Drift detector Type Family Univariate (U) / Multivariate (M) Numerical (N) / Categorical (C) Method Reference
Concept drift Streaming Change detection U N BOCD Adams and MacKay (2007)
U N CUSUM Page (1954)
U N Geometric moving average Roberts (1959)
U N Page Hinkley Page (1954)
Statistical process control U N DDM Gama et al. (2004)
U N ECDD-WT Ross et al. (2012)
U N EDDM Baena-Garcıa et al. (2006)
U N HDDM-A Frias-Blanco et al. (2014)
U N HDDM-W Frias-Blanco et al. (2014)
U N RDDM Barros et al. (2017)
Window based U N ADWIN Bifet and Gavalda (2007)
U N KSWIN Raab et al. (2020)
U N STEPD Nishida and Yamauchi (2007)
Data drift Batch Distance based U N Bhattacharyya distance Bhattacharyya (1946)
U N Earth Mover's distance Rubner et al. (2000)
U N Energy distance Székely et al. (2013)
U N Hellinger distance Hellinger (1909)
U N Histogram intersection normalized complement Swain and Ballard (1991)
U N Jensen-Shannon distance Lin (1991)
U N Kullback-Leibler divergence Kullback and Leibler (1951)
M N Maximum Mean Discrepancy Gretton et al. (2012)
U N Population Stability Index Wu and Olson (2010)
Statistical test U N Anderson-Darling test Scholz and Stephens (1987)
U N Baumgartner-Weiss-Schindler test Baumgartner et al. (1998)
U C Chi-square test Pearson (1900)
U N Cramér-von Mises test Cramér (1902)
U N Kolmogorov-Smirnov test Massey Jr (1951)
U N Kuiper's test Kuiper (1960)
U N Mann-Whitney U test Mann and Whitney (1947)
U N Welch's t-test Welch (1947)
Streaming Distance based M N Maximum Mean Discrepancy Gretton et al. (2012)
Statistical test U N Incremental Kolmogorov-Smirnov test dos Reis et al. (2016)

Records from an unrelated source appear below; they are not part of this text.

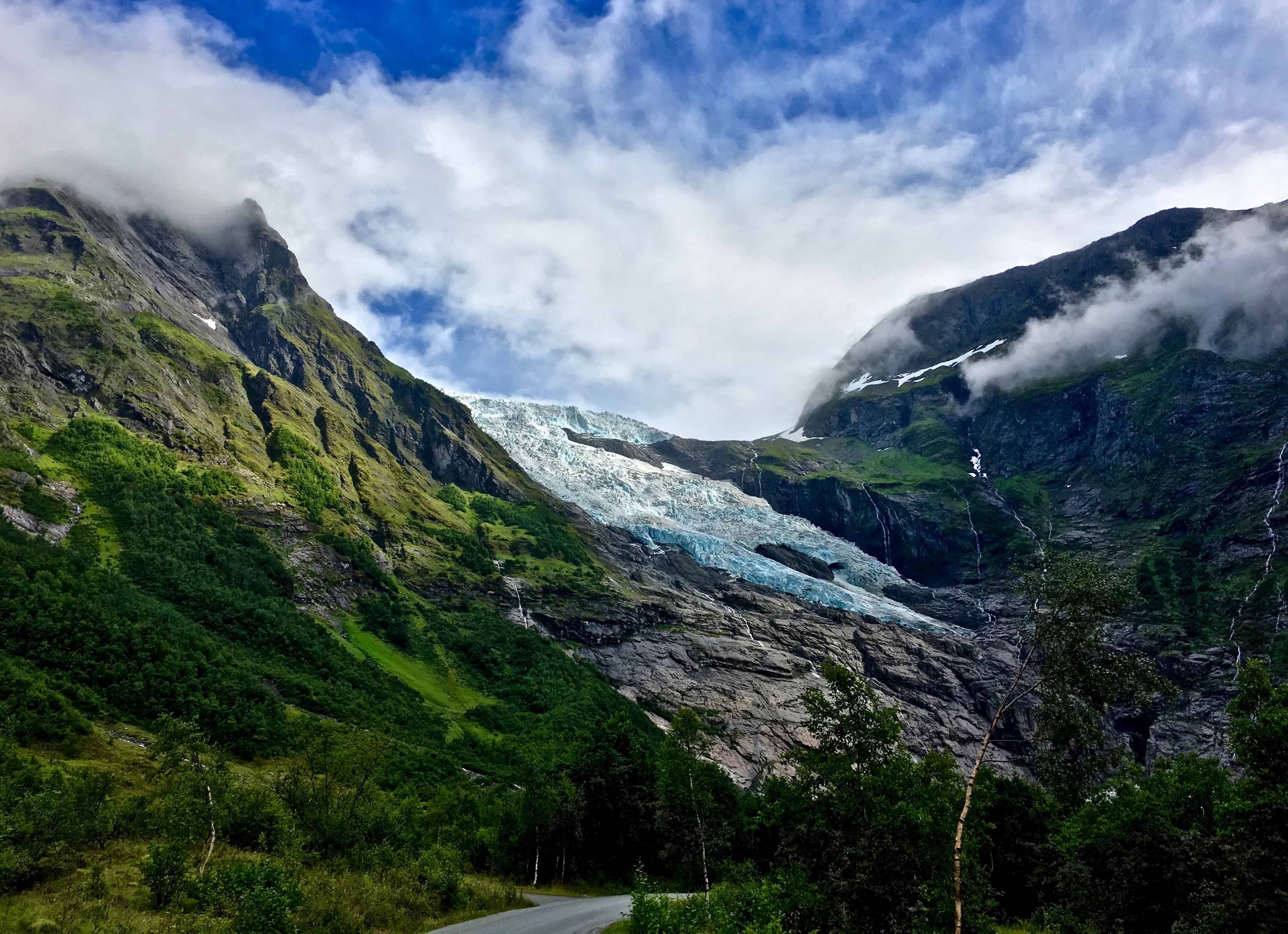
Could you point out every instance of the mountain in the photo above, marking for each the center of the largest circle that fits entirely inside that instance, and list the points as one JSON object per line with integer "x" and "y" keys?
{"x": 245, "y": 506}
{"x": 1169, "y": 458}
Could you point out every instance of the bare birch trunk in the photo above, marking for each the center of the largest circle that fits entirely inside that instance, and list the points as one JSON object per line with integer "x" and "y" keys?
{"x": 211, "y": 851}
{"x": 970, "y": 788}
{"x": 702, "y": 835}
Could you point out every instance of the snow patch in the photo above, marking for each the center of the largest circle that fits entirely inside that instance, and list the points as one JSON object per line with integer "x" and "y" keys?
{"x": 798, "y": 436}
{"x": 917, "y": 375}
{"x": 862, "y": 383}
{"x": 713, "y": 521}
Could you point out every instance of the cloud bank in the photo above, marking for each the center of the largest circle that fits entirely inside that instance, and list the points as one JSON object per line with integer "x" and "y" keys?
{"x": 694, "y": 245}
{"x": 1227, "y": 290}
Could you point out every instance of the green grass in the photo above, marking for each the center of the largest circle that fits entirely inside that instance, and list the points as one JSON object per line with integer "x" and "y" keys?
{"x": 437, "y": 688}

❗ What is and what is not Frouros?

Unlike other libraries that in addition to provide drift detection algorithms, include other functionalities such as anomaly/outlier detection, adversarial detection, imbalance learning, among others, Frouros has and will ONLY have one purpose: drift detection.

We firmly believe that machine learning related libraries or frameworks should not follow Jack of all trades, master of none principle. Instead, they should be focused on a single task and do it well.

✅ Who is using Frouros?

Frouros is actively being used by the following projects to implement drift detection in machine learning pipelines:

If you want your project listed here, do not hesitate to send us a pull request.

👍 Contributing

Check out the contribution section.

💬 Citation

If you want to cite Frouros you can use the SoftwareX publication.

@article{CESPEDESSISNIEGA2024101733,
title = {Frouros: An open-source Python library for drift detection in machine learning systems},
journal = {SoftwareX},
volume = {26},
pages = {101733},
year = {2024},
issn = {2352-7110},
doi = {https://doi.org/10.1016/j.softx.2024.101733},
url = {https://www.sciencedirect.com/science/article/pii/S2352711024001043},
author = {Jaime {Céspedes Sisniega} and Álvaro {López García}},
keywords = {Machine learning, Drift detection, Concept drift, Data drift, Python},
abstract = {Frouros is an open-source Python library capable of detecting drift in machine learning systems. It provides a combination of classical and more recent algorithms for drift detection, covering both concept and data drift. We have designed it to be compatible with any machine learning framework and easily adaptable to real-world use cases. The library is developed following best development and continuous integration practices to ensure ease of maintenance and extensibility.}
}

📝 License

Frouros is an open-source software licensed under the BSD-3-Clause license.

🙏 Acknowledgements

Frouros has received funding from the Agencia Estatal de Investigación, Unidad de Excelencia María de Maeztu, ref. MDM-2017-0765.